Thursday, May 22, 2014

Writing withdrawal

I recently completed and published my tenth book. It took nearly fourteen months working at my computer from three to five hours a day. Seeing the book for sale worldwide is both exhilarating and relieving. I had planned to finish it while on my recent vacation but since I completed it a month ahead of schedule I found myself on vacation with nothing to write.

This has never happened before. I’ve always had a project that I could tweak while sitting on a dock or with my feet in the ocean. I told myself that I would not start a fresh new novel while on vacation because my first drafts tend to consume me for weeks and I wanted to spend time relaxing and enjoying the tropics.

Strange feelings started to happen. I suddenly found myself with an extraordinary amount of free time, like an alcoholic who quits consuming and realizes there are many more lucid hours to the day than ever imagined; time that I would have spent writing. I found myself feeling anxious and bored, as if my mind needed my imagination to stimulate it. It didn’t feel normal when I sat on the dock or dipped my feet in the ocean. There was something missing. I’d go to sleep feeling like I hadn’t really accomplished anything that day.

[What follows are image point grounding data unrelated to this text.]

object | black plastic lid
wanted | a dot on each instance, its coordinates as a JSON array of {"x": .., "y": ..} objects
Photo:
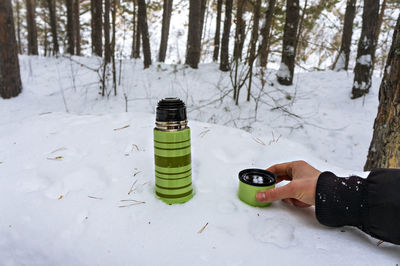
[
  {"x": 257, "y": 177},
  {"x": 171, "y": 110}
]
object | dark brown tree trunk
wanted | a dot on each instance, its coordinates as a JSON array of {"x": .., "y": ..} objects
[
  {"x": 107, "y": 45},
  {"x": 224, "y": 64},
  {"x": 253, "y": 44},
  {"x": 31, "y": 24},
  {"x": 194, "y": 34},
  {"x": 96, "y": 8},
  {"x": 263, "y": 50},
  {"x": 144, "y": 32},
  {"x": 53, "y": 26},
  {"x": 19, "y": 27},
  {"x": 384, "y": 151},
  {"x": 10, "y": 80},
  {"x": 366, "y": 50},
  {"x": 217, "y": 31},
  {"x": 134, "y": 30},
  {"x": 286, "y": 70},
  {"x": 70, "y": 27},
  {"x": 165, "y": 30},
  {"x": 77, "y": 27},
  {"x": 240, "y": 31},
  {"x": 342, "y": 61}
]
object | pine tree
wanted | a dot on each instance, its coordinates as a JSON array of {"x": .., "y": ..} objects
[
  {"x": 366, "y": 50},
  {"x": 10, "y": 80},
  {"x": 286, "y": 70},
  {"x": 167, "y": 9},
  {"x": 224, "y": 64},
  {"x": 384, "y": 151}
]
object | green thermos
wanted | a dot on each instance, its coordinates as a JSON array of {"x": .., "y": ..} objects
[{"x": 172, "y": 154}]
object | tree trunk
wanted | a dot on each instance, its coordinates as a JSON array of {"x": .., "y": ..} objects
[
  {"x": 96, "y": 8},
  {"x": 77, "y": 27},
  {"x": 194, "y": 34},
  {"x": 366, "y": 50},
  {"x": 31, "y": 24},
  {"x": 70, "y": 27},
  {"x": 265, "y": 32},
  {"x": 224, "y": 64},
  {"x": 384, "y": 151},
  {"x": 19, "y": 27},
  {"x": 10, "y": 80},
  {"x": 107, "y": 45},
  {"x": 165, "y": 30},
  {"x": 342, "y": 61},
  {"x": 253, "y": 44},
  {"x": 53, "y": 26},
  {"x": 240, "y": 31},
  {"x": 144, "y": 32},
  {"x": 286, "y": 70},
  {"x": 217, "y": 31}
]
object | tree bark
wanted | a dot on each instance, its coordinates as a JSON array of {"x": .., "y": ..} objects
[
  {"x": 217, "y": 31},
  {"x": 384, "y": 151},
  {"x": 10, "y": 80},
  {"x": 253, "y": 44},
  {"x": 70, "y": 27},
  {"x": 342, "y": 61},
  {"x": 240, "y": 31},
  {"x": 194, "y": 34},
  {"x": 53, "y": 26},
  {"x": 224, "y": 64},
  {"x": 366, "y": 50},
  {"x": 31, "y": 24},
  {"x": 165, "y": 30},
  {"x": 77, "y": 27},
  {"x": 107, "y": 44},
  {"x": 286, "y": 70},
  {"x": 145, "y": 33},
  {"x": 263, "y": 49},
  {"x": 96, "y": 8}
]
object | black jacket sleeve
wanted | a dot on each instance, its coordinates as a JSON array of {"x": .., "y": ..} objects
[{"x": 371, "y": 204}]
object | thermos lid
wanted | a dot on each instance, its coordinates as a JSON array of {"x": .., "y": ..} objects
[
  {"x": 257, "y": 177},
  {"x": 171, "y": 110}
]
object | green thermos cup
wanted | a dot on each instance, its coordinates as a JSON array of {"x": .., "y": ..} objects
[{"x": 172, "y": 152}]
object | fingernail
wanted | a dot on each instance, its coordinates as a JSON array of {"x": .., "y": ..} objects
[{"x": 261, "y": 196}]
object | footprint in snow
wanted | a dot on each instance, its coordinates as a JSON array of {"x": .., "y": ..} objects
[{"x": 276, "y": 231}]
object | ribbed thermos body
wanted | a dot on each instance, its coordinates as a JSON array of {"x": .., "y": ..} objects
[{"x": 172, "y": 153}]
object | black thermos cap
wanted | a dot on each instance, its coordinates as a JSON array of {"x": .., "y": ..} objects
[{"x": 171, "y": 110}]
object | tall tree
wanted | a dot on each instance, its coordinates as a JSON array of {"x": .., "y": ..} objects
[
  {"x": 194, "y": 34},
  {"x": 107, "y": 44},
  {"x": 366, "y": 50},
  {"x": 10, "y": 80},
  {"x": 342, "y": 61},
  {"x": 263, "y": 49},
  {"x": 165, "y": 29},
  {"x": 70, "y": 27},
  {"x": 224, "y": 64},
  {"x": 240, "y": 30},
  {"x": 96, "y": 8},
  {"x": 77, "y": 27},
  {"x": 286, "y": 69},
  {"x": 384, "y": 151},
  {"x": 144, "y": 32},
  {"x": 53, "y": 25},
  {"x": 31, "y": 23},
  {"x": 217, "y": 31}
]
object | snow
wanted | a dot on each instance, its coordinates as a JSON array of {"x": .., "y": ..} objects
[{"x": 64, "y": 176}]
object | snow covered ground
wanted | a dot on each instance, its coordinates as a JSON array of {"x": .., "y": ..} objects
[{"x": 65, "y": 176}]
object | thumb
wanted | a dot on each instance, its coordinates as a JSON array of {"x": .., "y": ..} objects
[{"x": 278, "y": 193}]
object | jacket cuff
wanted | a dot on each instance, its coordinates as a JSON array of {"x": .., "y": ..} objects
[{"x": 340, "y": 201}]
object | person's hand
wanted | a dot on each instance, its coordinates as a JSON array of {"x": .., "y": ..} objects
[{"x": 300, "y": 191}]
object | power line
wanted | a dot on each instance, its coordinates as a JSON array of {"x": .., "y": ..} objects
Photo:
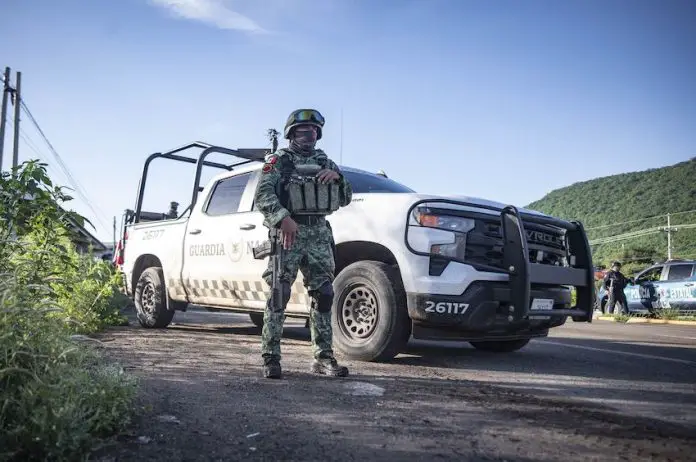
[
  {"x": 664, "y": 215},
  {"x": 78, "y": 187}
]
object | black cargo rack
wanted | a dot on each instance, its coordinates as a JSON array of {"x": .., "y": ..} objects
[
  {"x": 248, "y": 156},
  {"x": 521, "y": 271}
]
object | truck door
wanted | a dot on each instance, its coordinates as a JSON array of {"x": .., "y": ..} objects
[
  {"x": 677, "y": 290},
  {"x": 213, "y": 244}
]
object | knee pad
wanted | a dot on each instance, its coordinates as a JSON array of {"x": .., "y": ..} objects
[
  {"x": 284, "y": 297},
  {"x": 323, "y": 298}
]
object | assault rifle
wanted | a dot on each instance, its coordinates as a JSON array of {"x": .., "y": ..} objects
[{"x": 272, "y": 248}]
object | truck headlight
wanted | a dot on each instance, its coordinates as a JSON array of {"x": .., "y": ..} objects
[
  {"x": 459, "y": 226},
  {"x": 425, "y": 217}
]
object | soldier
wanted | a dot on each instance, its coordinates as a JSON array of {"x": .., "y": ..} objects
[
  {"x": 307, "y": 242},
  {"x": 615, "y": 283}
]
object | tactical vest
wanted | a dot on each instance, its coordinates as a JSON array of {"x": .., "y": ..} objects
[{"x": 303, "y": 194}]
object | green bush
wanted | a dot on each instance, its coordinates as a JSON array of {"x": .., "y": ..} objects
[{"x": 58, "y": 395}]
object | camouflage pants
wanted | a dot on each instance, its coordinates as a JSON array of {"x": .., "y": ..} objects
[{"x": 311, "y": 253}]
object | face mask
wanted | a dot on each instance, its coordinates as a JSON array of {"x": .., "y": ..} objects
[{"x": 304, "y": 140}]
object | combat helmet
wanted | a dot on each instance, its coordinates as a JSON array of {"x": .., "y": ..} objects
[{"x": 304, "y": 117}]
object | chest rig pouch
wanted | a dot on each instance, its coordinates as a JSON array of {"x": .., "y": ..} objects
[{"x": 302, "y": 193}]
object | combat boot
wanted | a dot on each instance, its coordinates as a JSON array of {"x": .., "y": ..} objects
[
  {"x": 329, "y": 366},
  {"x": 271, "y": 368}
]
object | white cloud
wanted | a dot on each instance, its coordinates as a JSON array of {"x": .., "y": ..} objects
[{"x": 213, "y": 12}]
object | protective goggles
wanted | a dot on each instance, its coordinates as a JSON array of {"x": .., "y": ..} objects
[{"x": 307, "y": 115}]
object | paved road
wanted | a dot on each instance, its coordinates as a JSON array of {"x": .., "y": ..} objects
[{"x": 603, "y": 391}]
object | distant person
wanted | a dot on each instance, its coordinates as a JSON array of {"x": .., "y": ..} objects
[{"x": 615, "y": 283}]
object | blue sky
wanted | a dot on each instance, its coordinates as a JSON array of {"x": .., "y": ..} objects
[{"x": 505, "y": 100}]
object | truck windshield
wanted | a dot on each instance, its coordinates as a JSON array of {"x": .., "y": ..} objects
[{"x": 363, "y": 182}]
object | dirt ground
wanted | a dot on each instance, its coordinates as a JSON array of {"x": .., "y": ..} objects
[{"x": 203, "y": 399}]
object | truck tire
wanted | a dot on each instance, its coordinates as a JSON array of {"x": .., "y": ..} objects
[
  {"x": 501, "y": 346},
  {"x": 151, "y": 299},
  {"x": 256, "y": 319},
  {"x": 370, "y": 320}
]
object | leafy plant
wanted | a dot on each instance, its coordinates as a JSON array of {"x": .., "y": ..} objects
[{"x": 57, "y": 398}]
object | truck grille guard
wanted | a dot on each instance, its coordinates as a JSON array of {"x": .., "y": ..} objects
[{"x": 521, "y": 272}]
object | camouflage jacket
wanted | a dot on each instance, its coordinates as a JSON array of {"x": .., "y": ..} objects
[{"x": 267, "y": 200}]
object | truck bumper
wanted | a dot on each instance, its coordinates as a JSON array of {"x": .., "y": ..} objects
[
  {"x": 534, "y": 298},
  {"x": 483, "y": 311}
]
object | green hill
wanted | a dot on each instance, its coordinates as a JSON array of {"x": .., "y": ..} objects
[{"x": 636, "y": 202}]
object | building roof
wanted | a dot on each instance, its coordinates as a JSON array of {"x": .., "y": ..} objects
[{"x": 85, "y": 237}]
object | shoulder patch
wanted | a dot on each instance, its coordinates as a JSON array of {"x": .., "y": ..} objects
[{"x": 269, "y": 161}]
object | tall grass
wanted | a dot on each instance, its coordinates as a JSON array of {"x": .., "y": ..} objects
[{"x": 58, "y": 395}]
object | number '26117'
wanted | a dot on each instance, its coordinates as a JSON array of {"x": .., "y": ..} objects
[{"x": 446, "y": 307}]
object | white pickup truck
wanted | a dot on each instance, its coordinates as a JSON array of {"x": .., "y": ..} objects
[{"x": 407, "y": 263}]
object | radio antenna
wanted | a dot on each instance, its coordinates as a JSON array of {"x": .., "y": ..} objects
[{"x": 340, "y": 158}]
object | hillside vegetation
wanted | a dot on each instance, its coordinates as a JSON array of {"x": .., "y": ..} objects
[{"x": 632, "y": 202}]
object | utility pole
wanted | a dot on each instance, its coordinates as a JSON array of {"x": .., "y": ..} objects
[
  {"x": 3, "y": 112},
  {"x": 669, "y": 230},
  {"x": 18, "y": 101}
]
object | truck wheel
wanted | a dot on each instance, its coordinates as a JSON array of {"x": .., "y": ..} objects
[
  {"x": 370, "y": 320},
  {"x": 501, "y": 346},
  {"x": 257, "y": 319},
  {"x": 151, "y": 299}
]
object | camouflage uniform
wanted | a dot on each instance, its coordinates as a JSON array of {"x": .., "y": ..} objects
[{"x": 312, "y": 253}]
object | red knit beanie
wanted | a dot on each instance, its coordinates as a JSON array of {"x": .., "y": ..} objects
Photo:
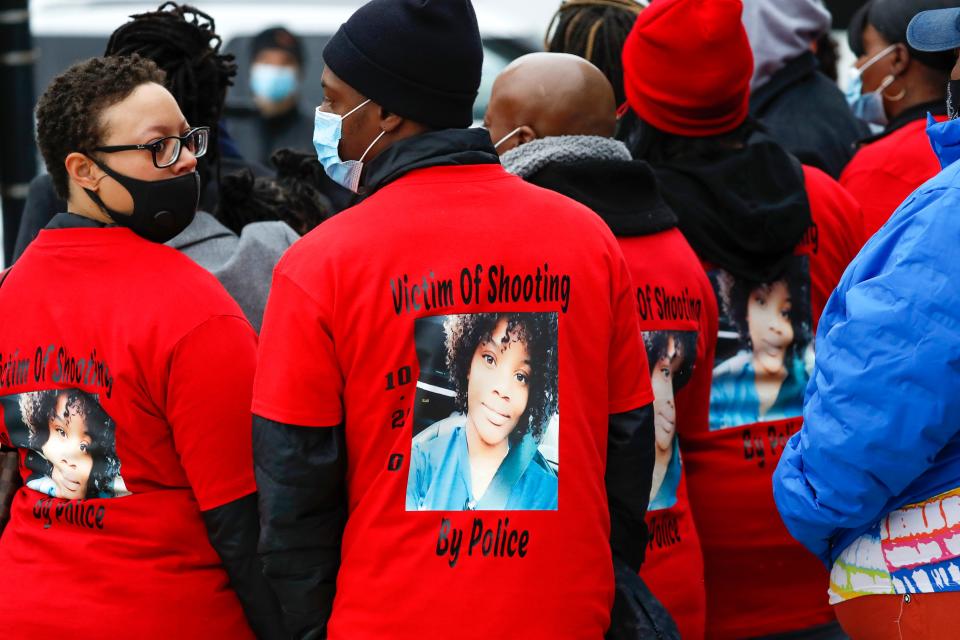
[{"x": 687, "y": 66}]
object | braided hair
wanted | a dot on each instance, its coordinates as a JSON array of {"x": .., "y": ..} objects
[
  {"x": 293, "y": 196},
  {"x": 182, "y": 41},
  {"x": 595, "y": 30}
]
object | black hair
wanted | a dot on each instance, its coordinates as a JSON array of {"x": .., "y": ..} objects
[
  {"x": 828, "y": 55},
  {"x": 293, "y": 196},
  {"x": 595, "y": 30},
  {"x": 182, "y": 40},
  {"x": 68, "y": 112},
  {"x": 685, "y": 344},
  {"x": 734, "y": 294},
  {"x": 38, "y": 409},
  {"x": 538, "y": 331}
]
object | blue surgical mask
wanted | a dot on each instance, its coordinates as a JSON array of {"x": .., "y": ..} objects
[
  {"x": 327, "y": 130},
  {"x": 868, "y": 106},
  {"x": 272, "y": 82}
]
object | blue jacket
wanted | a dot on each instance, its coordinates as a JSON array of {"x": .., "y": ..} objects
[{"x": 882, "y": 409}]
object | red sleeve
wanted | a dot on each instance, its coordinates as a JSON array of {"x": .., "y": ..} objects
[
  {"x": 879, "y": 192},
  {"x": 838, "y": 237},
  {"x": 208, "y": 408},
  {"x": 628, "y": 373},
  {"x": 298, "y": 380}
]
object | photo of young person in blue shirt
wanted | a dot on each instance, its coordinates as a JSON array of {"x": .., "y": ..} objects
[{"x": 503, "y": 370}]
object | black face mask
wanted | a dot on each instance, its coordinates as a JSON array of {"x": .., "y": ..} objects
[
  {"x": 161, "y": 208},
  {"x": 953, "y": 99}
]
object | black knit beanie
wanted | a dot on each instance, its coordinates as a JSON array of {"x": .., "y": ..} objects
[{"x": 420, "y": 59}]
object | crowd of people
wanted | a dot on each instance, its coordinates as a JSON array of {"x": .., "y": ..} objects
[{"x": 675, "y": 253}]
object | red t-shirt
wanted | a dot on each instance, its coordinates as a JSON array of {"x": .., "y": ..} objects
[
  {"x": 678, "y": 318},
  {"x": 399, "y": 317},
  {"x": 125, "y": 376},
  {"x": 883, "y": 173},
  {"x": 759, "y": 579}
]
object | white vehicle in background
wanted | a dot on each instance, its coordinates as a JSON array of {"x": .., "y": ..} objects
[{"x": 66, "y": 31}]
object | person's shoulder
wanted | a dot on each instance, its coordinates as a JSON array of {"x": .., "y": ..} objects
[
  {"x": 541, "y": 468},
  {"x": 921, "y": 221},
  {"x": 827, "y": 197},
  {"x": 902, "y": 150},
  {"x": 271, "y": 237},
  {"x": 183, "y": 285}
]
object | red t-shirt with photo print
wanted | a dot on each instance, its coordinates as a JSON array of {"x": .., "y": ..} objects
[
  {"x": 385, "y": 318},
  {"x": 125, "y": 378},
  {"x": 759, "y": 579},
  {"x": 678, "y": 318}
]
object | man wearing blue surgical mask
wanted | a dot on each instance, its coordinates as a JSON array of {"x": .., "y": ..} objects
[
  {"x": 443, "y": 248},
  {"x": 277, "y": 63},
  {"x": 893, "y": 87}
]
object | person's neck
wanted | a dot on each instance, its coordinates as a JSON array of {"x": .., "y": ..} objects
[
  {"x": 85, "y": 207},
  {"x": 916, "y": 94},
  {"x": 479, "y": 450}
]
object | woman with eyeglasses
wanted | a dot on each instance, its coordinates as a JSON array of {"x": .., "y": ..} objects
[{"x": 96, "y": 307}]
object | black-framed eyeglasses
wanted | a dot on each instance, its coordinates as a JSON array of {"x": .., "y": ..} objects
[{"x": 166, "y": 151}]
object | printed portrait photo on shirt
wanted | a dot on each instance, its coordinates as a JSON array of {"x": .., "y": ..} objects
[
  {"x": 486, "y": 416},
  {"x": 764, "y": 348},
  {"x": 671, "y": 356},
  {"x": 70, "y": 443}
]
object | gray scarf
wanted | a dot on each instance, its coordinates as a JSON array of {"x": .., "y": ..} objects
[{"x": 527, "y": 159}]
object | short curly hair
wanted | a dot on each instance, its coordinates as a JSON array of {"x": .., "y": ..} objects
[
  {"x": 68, "y": 112},
  {"x": 538, "y": 331},
  {"x": 735, "y": 294},
  {"x": 685, "y": 343},
  {"x": 38, "y": 408}
]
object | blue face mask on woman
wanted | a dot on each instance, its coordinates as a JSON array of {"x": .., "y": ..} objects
[
  {"x": 327, "y": 131},
  {"x": 273, "y": 82},
  {"x": 868, "y": 106}
]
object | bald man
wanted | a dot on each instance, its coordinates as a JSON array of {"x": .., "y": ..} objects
[
  {"x": 549, "y": 94},
  {"x": 552, "y": 117}
]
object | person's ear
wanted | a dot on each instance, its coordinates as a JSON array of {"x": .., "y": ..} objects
[
  {"x": 83, "y": 171},
  {"x": 901, "y": 60},
  {"x": 526, "y": 134},
  {"x": 390, "y": 122}
]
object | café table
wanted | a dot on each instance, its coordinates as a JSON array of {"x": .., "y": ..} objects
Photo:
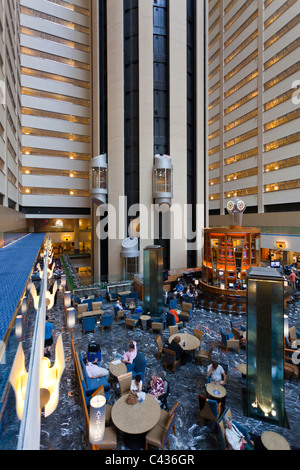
[
  {"x": 135, "y": 420},
  {"x": 190, "y": 342},
  {"x": 274, "y": 441},
  {"x": 117, "y": 368},
  {"x": 144, "y": 319},
  {"x": 216, "y": 392}
]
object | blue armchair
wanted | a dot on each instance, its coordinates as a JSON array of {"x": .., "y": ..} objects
[
  {"x": 89, "y": 302},
  {"x": 138, "y": 366},
  {"x": 172, "y": 322},
  {"x": 221, "y": 429},
  {"x": 107, "y": 321},
  {"x": 91, "y": 385},
  {"x": 237, "y": 325},
  {"x": 228, "y": 341},
  {"x": 88, "y": 324}
]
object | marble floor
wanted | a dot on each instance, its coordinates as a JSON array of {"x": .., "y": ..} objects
[{"x": 64, "y": 429}]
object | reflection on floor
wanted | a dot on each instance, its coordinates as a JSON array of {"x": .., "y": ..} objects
[{"x": 64, "y": 429}]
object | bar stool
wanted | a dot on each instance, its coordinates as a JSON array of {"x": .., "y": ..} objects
[
  {"x": 229, "y": 307},
  {"x": 239, "y": 307},
  {"x": 219, "y": 305}
]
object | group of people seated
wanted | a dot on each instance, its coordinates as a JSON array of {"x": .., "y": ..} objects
[{"x": 181, "y": 293}]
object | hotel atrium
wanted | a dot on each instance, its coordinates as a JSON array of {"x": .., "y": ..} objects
[{"x": 149, "y": 190}]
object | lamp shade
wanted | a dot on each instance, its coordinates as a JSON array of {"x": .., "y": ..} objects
[
  {"x": 24, "y": 305},
  {"x": 19, "y": 326},
  {"x": 97, "y": 420},
  {"x": 71, "y": 317},
  {"x": 67, "y": 298},
  {"x": 286, "y": 326},
  {"x": 63, "y": 280}
]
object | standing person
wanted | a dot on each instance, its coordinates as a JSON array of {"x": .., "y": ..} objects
[
  {"x": 235, "y": 438},
  {"x": 216, "y": 373},
  {"x": 155, "y": 386},
  {"x": 176, "y": 347},
  {"x": 130, "y": 355},
  {"x": 292, "y": 279},
  {"x": 49, "y": 330},
  {"x": 94, "y": 371}
]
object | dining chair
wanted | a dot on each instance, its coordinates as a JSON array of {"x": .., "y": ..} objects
[
  {"x": 166, "y": 415},
  {"x": 199, "y": 334},
  {"x": 110, "y": 441},
  {"x": 173, "y": 330},
  {"x": 159, "y": 435},
  {"x": 124, "y": 381},
  {"x": 160, "y": 346},
  {"x": 203, "y": 354},
  {"x": 170, "y": 359},
  {"x": 157, "y": 326},
  {"x": 108, "y": 407},
  {"x": 88, "y": 324},
  {"x": 107, "y": 321},
  {"x": 209, "y": 409}
]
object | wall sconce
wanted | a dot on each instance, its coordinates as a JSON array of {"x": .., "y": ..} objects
[
  {"x": 97, "y": 420},
  {"x": 19, "y": 326},
  {"x": 67, "y": 298},
  {"x": 24, "y": 306},
  {"x": 286, "y": 326},
  {"x": 71, "y": 319},
  {"x": 49, "y": 297},
  {"x": 63, "y": 280},
  {"x": 49, "y": 379},
  {"x": 280, "y": 245}
]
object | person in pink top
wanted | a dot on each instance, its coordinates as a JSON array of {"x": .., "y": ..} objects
[
  {"x": 130, "y": 355},
  {"x": 292, "y": 279}
]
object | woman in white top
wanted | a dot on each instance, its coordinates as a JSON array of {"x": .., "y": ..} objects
[
  {"x": 235, "y": 438},
  {"x": 216, "y": 373},
  {"x": 137, "y": 385}
]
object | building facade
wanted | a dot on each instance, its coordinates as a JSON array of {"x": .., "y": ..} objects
[
  {"x": 254, "y": 111},
  {"x": 151, "y": 89}
]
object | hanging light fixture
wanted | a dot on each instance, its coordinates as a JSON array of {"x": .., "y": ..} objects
[
  {"x": 67, "y": 298},
  {"x": 19, "y": 326},
  {"x": 71, "y": 317},
  {"x": 97, "y": 420}
]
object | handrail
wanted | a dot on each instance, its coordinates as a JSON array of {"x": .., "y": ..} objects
[{"x": 30, "y": 430}]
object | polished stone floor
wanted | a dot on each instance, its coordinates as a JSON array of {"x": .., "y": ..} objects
[{"x": 64, "y": 429}]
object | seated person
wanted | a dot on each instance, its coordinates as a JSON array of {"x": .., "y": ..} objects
[
  {"x": 130, "y": 355},
  {"x": 176, "y": 347},
  {"x": 93, "y": 371},
  {"x": 179, "y": 289},
  {"x": 119, "y": 305},
  {"x": 235, "y": 438},
  {"x": 137, "y": 385},
  {"x": 174, "y": 312},
  {"x": 155, "y": 386},
  {"x": 216, "y": 373}
]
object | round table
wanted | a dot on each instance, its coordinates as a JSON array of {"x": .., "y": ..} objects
[
  {"x": 135, "y": 420},
  {"x": 117, "y": 369},
  {"x": 144, "y": 319},
  {"x": 273, "y": 441},
  {"x": 216, "y": 392},
  {"x": 191, "y": 341},
  {"x": 242, "y": 368}
]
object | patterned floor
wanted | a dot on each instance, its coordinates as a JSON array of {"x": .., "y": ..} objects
[{"x": 64, "y": 429}]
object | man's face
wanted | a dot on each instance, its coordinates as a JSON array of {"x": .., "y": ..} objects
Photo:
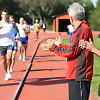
[
  {"x": 4, "y": 15},
  {"x": 21, "y": 20},
  {"x": 71, "y": 20}
]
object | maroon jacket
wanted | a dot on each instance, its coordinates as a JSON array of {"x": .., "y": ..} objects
[{"x": 80, "y": 62}]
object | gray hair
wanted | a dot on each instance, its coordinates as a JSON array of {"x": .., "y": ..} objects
[{"x": 76, "y": 11}]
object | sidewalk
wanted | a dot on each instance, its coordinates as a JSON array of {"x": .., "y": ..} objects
[{"x": 46, "y": 80}]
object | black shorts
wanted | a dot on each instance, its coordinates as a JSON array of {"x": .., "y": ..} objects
[
  {"x": 3, "y": 49},
  {"x": 79, "y": 90}
]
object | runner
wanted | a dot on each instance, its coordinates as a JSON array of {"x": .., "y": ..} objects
[
  {"x": 6, "y": 42},
  {"x": 36, "y": 29},
  {"x": 23, "y": 31},
  {"x": 14, "y": 49}
]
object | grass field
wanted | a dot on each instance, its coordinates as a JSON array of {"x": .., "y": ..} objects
[{"x": 96, "y": 72}]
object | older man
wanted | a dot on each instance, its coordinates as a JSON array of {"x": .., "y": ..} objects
[
  {"x": 80, "y": 62},
  {"x": 6, "y": 42}
]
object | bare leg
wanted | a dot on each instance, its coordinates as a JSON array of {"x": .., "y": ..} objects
[{"x": 12, "y": 60}]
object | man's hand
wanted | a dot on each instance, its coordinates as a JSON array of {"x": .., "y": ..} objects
[
  {"x": 45, "y": 46},
  {"x": 56, "y": 42},
  {"x": 85, "y": 44}
]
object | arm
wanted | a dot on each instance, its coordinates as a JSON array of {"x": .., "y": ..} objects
[{"x": 89, "y": 46}]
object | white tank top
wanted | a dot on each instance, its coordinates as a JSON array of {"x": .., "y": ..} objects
[
  {"x": 21, "y": 31},
  {"x": 6, "y": 35}
]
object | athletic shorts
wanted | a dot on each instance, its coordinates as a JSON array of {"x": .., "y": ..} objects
[
  {"x": 79, "y": 90},
  {"x": 27, "y": 38},
  {"x": 3, "y": 49},
  {"x": 13, "y": 48},
  {"x": 23, "y": 40}
]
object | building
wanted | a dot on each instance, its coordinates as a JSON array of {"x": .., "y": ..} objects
[{"x": 60, "y": 22}]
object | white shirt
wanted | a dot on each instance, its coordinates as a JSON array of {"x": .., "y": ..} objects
[
  {"x": 21, "y": 30},
  {"x": 6, "y": 35},
  {"x": 70, "y": 28}
]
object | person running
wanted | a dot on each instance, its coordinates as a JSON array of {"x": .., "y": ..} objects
[
  {"x": 36, "y": 29},
  {"x": 80, "y": 61},
  {"x": 6, "y": 42},
  {"x": 23, "y": 31},
  {"x": 14, "y": 49}
]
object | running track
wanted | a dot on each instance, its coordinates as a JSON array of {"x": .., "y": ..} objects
[{"x": 46, "y": 79}]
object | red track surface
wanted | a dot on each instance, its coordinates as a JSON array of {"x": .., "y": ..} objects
[{"x": 46, "y": 80}]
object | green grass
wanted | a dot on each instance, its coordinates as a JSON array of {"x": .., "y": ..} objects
[{"x": 96, "y": 72}]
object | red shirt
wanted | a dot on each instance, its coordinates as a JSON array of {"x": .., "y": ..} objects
[{"x": 80, "y": 62}]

After spending decades writing feverishly I discovered that not writing was actually psychologically painful; withdrawal from a narcotic unreality. While I thought that not writing would have freed me up to enjoy more of the real world I found just the opposite. I enjoyed doing these things because I could write while doing them. Writing for me is not a burden, or a chore, it is a necessity of my life.

Though I spend many hours marketing and promoting my material (you can check out all my advice, experience, and tips on this subject on my blog) to sell books and get noticed, I realized on this recent vacation that none that recognition really means anything in the end. Whether people read my books or not, I cannot not write. It’s a part of me.